The government has not acted on the recommendations in the House of Representatives Standing Committee on Regional Australia inquiry into the impact of the Guide to the Murray-Darling Basin Plan. A year on and regional communities are still wondering if they will be able to use the water productively—if they have a future. I acknowledge today we have the Griffith mayor, Councillor Mike Neville, in this place to talk about what future his community and communities around him may well have with the water debate continuing to go on. This government has failed on the Asian bee incursion; the live cattle export trade issue; and the importation of New Zealand apples, thereby placing our sustainable industry at risk of fire blight. Yesterday they voted in the lower house, despite having no mandate to do so, a carbon tax which will hit rural and regional Australia the hardest. Then there is the scrapping of the wheat export marketing system; Labor's inability to deliver the AQIS inspection reform; the European house borer in Western Australia, myrtle rust; the exit grant fiasco; Labor's inability to manage the grasshopper and mouse plagues; its inability to deliver reforms on the Australian Pesticides and Veterinary Medicines Authority; its slow reaction to floods, particularly in New South Wales; the scrapping of exceptional circumstances, leaving farmers in financial and emotional despair; its inability to deliver appropriate labelling for Australian produce; and the milk price debacle, turning its back on our wonderful dairy farmers. Put simply, the Gillard-Greens government, propped up by the three Independents, has failed the regions and the people who grow our food and the fibre to help clothe us.
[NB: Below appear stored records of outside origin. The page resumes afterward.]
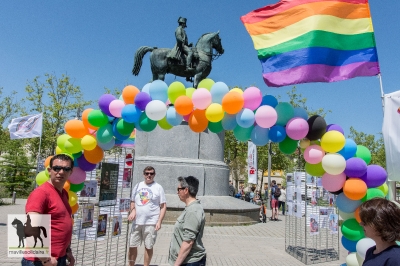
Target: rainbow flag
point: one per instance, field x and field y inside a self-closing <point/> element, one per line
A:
<point x="300" y="41"/>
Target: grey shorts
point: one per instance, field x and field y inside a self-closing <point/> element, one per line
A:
<point x="143" y="233"/>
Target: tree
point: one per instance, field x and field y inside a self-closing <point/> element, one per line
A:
<point x="375" y="146"/>
<point x="59" y="100"/>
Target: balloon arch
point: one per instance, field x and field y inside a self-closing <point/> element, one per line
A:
<point x="342" y="164"/>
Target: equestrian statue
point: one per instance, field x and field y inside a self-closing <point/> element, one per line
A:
<point x="183" y="60"/>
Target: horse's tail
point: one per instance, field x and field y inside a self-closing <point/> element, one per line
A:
<point x="139" y="58"/>
<point x="44" y="231"/>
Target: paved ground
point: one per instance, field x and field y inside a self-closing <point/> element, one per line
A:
<point x="260" y="244"/>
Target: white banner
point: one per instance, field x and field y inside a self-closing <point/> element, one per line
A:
<point x="29" y="126"/>
<point x="391" y="134"/>
<point x="252" y="162"/>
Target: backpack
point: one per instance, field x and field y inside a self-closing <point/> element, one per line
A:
<point x="247" y="197"/>
<point x="277" y="193"/>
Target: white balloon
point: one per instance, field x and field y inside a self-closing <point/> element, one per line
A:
<point x="363" y="245"/>
<point x="351" y="259"/>
<point x="156" y="110"/>
<point x="333" y="163"/>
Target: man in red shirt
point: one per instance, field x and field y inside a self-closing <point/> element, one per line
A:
<point x="51" y="198"/>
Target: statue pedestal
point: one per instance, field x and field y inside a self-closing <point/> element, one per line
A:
<point x="181" y="152"/>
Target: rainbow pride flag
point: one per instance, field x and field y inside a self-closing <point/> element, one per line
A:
<point x="300" y="41"/>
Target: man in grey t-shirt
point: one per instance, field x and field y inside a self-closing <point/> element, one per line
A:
<point x="186" y="244"/>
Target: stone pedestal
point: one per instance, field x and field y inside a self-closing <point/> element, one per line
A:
<point x="181" y="152"/>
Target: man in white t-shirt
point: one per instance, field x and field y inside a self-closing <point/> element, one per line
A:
<point x="148" y="207"/>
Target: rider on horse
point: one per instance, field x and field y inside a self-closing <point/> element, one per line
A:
<point x="182" y="47"/>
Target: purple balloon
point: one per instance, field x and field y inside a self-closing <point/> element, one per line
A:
<point x="355" y="167"/>
<point x="104" y="103"/>
<point x="141" y="100"/>
<point x="375" y="176"/>
<point x="85" y="165"/>
<point x="335" y="127"/>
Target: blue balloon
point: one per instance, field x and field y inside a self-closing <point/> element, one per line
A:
<point x="277" y="133"/>
<point x="218" y="91"/>
<point x="229" y="122"/>
<point x="173" y="118"/>
<point x="300" y="112"/>
<point x="269" y="100"/>
<point x="245" y="118"/>
<point x="349" y="244"/>
<point x="159" y="90"/>
<point x="259" y="136"/>
<point x="242" y="134"/>
<point x="349" y="149"/>
<point x="131" y="113"/>
<point x="347" y="205"/>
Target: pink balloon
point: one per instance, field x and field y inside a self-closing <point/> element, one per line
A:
<point x="297" y="128"/>
<point x="333" y="183"/>
<point x="201" y="98"/>
<point x="252" y="98"/>
<point x="77" y="176"/>
<point x="116" y="107"/>
<point x="266" y="116"/>
<point x="313" y="154"/>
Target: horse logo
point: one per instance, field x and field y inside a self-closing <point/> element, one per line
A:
<point x="27" y="230"/>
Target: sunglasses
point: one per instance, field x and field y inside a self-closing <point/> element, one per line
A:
<point x="59" y="168"/>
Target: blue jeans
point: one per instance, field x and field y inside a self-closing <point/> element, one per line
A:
<point x="61" y="262"/>
<point x="201" y="262"/>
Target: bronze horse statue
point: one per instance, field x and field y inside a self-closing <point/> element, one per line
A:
<point x="202" y="57"/>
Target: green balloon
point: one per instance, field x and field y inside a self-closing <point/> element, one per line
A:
<point x="242" y="134"/>
<point x="97" y="118"/>
<point x="124" y="128"/>
<point x="146" y="124"/>
<point x="175" y="90"/>
<point x="73" y="145"/>
<point x="41" y="178"/>
<point x="352" y="230"/>
<point x="285" y="112"/>
<point x="373" y="193"/>
<point x="314" y="169"/>
<point x="363" y="153"/>
<point x="288" y="145"/>
<point x="77" y="187"/>
<point x="163" y="123"/>
<point x="215" y="127"/>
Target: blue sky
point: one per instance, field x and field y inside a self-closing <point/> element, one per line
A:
<point x="94" y="43"/>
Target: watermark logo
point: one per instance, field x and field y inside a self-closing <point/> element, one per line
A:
<point x="29" y="235"/>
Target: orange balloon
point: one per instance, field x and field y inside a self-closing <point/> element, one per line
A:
<point x="75" y="208"/>
<point x="232" y="102"/>
<point x="47" y="161"/>
<point x="198" y="121"/>
<point x="355" y="188"/>
<point x="85" y="120"/>
<point x="183" y="105"/>
<point x="129" y="93"/>
<point x="67" y="186"/>
<point x="357" y="215"/>
<point x="94" y="156"/>
<point x="76" y="129"/>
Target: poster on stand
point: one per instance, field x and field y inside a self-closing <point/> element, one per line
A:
<point x="87" y="215"/>
<point x="108" y="184"/>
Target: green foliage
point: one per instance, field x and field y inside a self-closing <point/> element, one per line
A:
<point x="376" y="146"/>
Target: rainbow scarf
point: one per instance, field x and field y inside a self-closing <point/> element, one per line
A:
<point x="300" y="41"/>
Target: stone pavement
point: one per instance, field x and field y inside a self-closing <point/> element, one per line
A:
<point x="260" y="244"/>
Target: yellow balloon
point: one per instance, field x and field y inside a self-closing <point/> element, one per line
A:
<point x="88" y="142"/>
<point x="384" y="188"/>
<point x="214" y="112"/>
<point x="73" y="198"/>
<point x="333" y="141"/>
<point x="237" y="90"/>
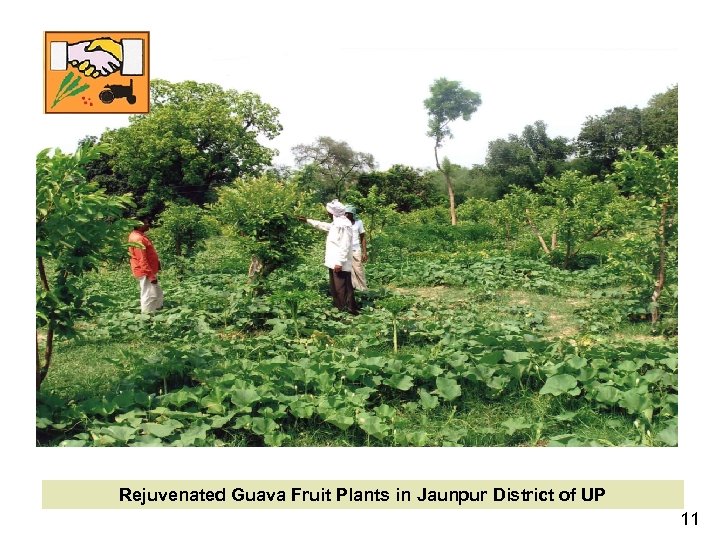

As far as this amendment is concerned, farm management deposits provide tax benefits if retained for at least 12 months but if withdrawn before 12 months an amended tax return for the year of the deposit must be lodged. There is currently an exception to this 12-month rule for farmers in exceptional circumstances but this exception excludes those events covered by natural disaster relief and recovery arrangements. This measure extends this exemption to include those areas covered by an applicable natural disaster, that is where NDRRA are declared. These measures were announced in the 2012 budget.
Schedule 6, the extension of temporary loss relief for merging superannuation funds, requires this amendment to avoid capital gains tax being imposed on recent fund mergers. Industry would prefer this relief to be made permanent to remove the significant barrier to the merger of some smaller funds. But overall the coalition supports this amendment and does commend it to the House.